Introduced September 18, 2025 by Lucy Mcbath · Last progress September 18, 2025
The bill channels federal funding to professionalize and better-staff paraprofessionals—improving student support and career pathways—while increasing federal spending and shifting funding priorities, which may strain taxpayers, some small districts, local budgets, and administrative capacity.
Paraprofessionals (school aides) would receive higher wages or bonuses, improving recruitment and retention and reducing vacancy rates in classrooms.
Students in low-income and high-need schools would get more consistent instructional support and higher-quality help as districts hire and retain more paraprofessionals and support credentialing (special education, EL, advanced paraeducator), which can improve classroom outcomes.

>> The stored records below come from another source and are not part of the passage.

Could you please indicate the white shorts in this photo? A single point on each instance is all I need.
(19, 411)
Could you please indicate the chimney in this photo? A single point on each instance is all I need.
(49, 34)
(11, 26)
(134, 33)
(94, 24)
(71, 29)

States and school districts would receive targeted federal funding for paraprofessional workforce development, enabling professional development, mentoring programs, and career pathways that strengthen teacher teams.

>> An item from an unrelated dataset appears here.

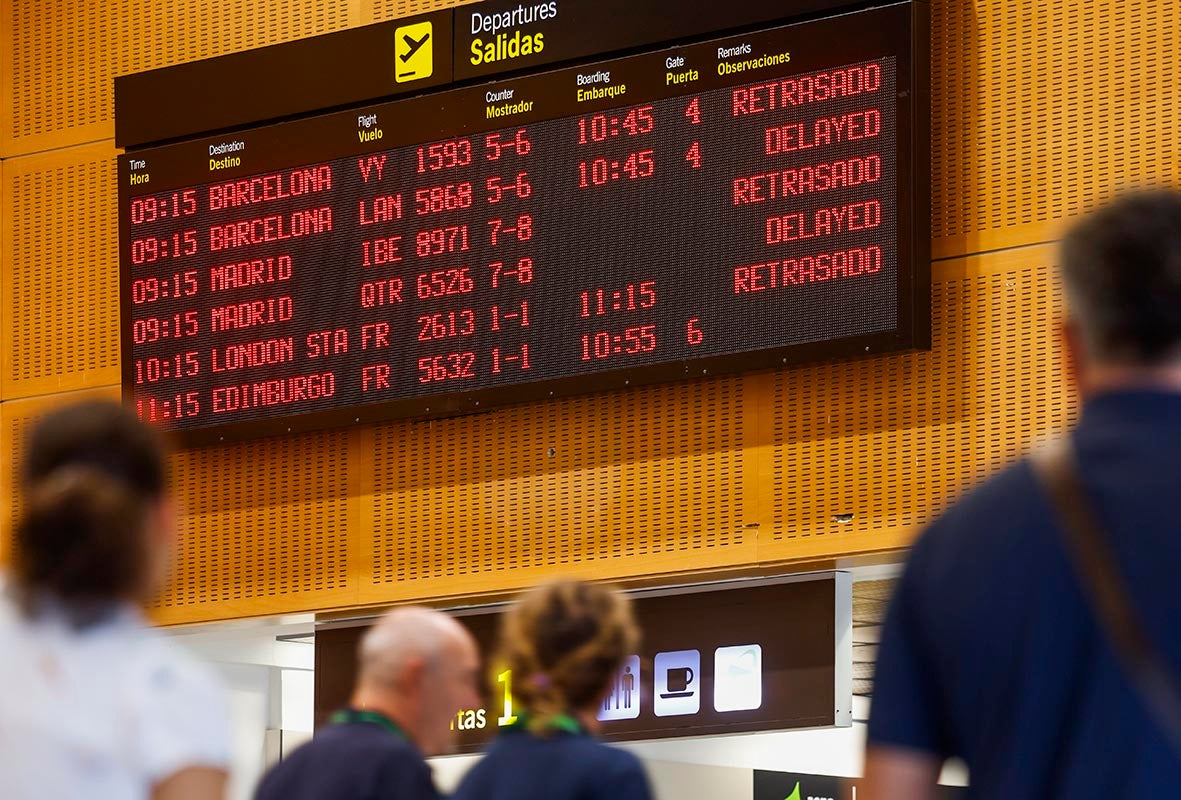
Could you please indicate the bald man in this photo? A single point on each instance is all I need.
(417, 668)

Taxpayers would face increased federal spending because the program authorizes open-ended funds for 2026–2030 ("such sums as may be necessary").

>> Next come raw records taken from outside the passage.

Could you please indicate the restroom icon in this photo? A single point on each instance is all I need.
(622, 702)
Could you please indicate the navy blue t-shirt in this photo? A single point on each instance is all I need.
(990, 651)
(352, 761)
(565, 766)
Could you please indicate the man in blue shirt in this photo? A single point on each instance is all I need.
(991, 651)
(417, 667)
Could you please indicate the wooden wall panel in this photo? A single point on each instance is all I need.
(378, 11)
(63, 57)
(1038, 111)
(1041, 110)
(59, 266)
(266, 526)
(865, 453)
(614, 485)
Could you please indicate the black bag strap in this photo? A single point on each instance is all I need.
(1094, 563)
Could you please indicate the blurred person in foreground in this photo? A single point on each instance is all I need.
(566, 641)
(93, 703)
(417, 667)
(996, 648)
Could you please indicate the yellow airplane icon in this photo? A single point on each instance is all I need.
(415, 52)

Smaller local education agencies and schools that do not meet the priority criteria (e.g., not high-poverty or specified locale) could receive less funding, leaving some districts with fewer resources.
Using federal funds to raise paraprofessional wages could create local salary expectations and bargaining pressure, complicating collective bargaining and local budgeting decisions.
Based on analysis of 2 sections of legislative text.
Creates an Education Department grant program that gives states funds to recruit, train, credential, and retain paraprofessionals, prioritizing high-poverty and rural schools.
Creates a federal grant program run by the U.S. Department of Education that gives money to State Educational Agencies (SEAs) to help recruit, train, credential, pay, and retain paraprofessionals who work in public elementary, secondary, and preschool programs. State allocations are based on each state’s share of prior-year Title I, Part A funding; SEAs may keep up to 5% for administration and must award competitive subgrants to local agencies and service providers for induction/mentoring, professional development, credentialing, wage increases, and bonuses. Grants must prioritize projects that serve higher shares of low-income children, rural schools (specific locale codes), or schools qualifying for special assistance payments; eligible uses include certificate programs (special education, English learner, advanced paraeducator, teaching certification), evidence-based mentoring/induction, and compensation strategies to retain paraprofessionals.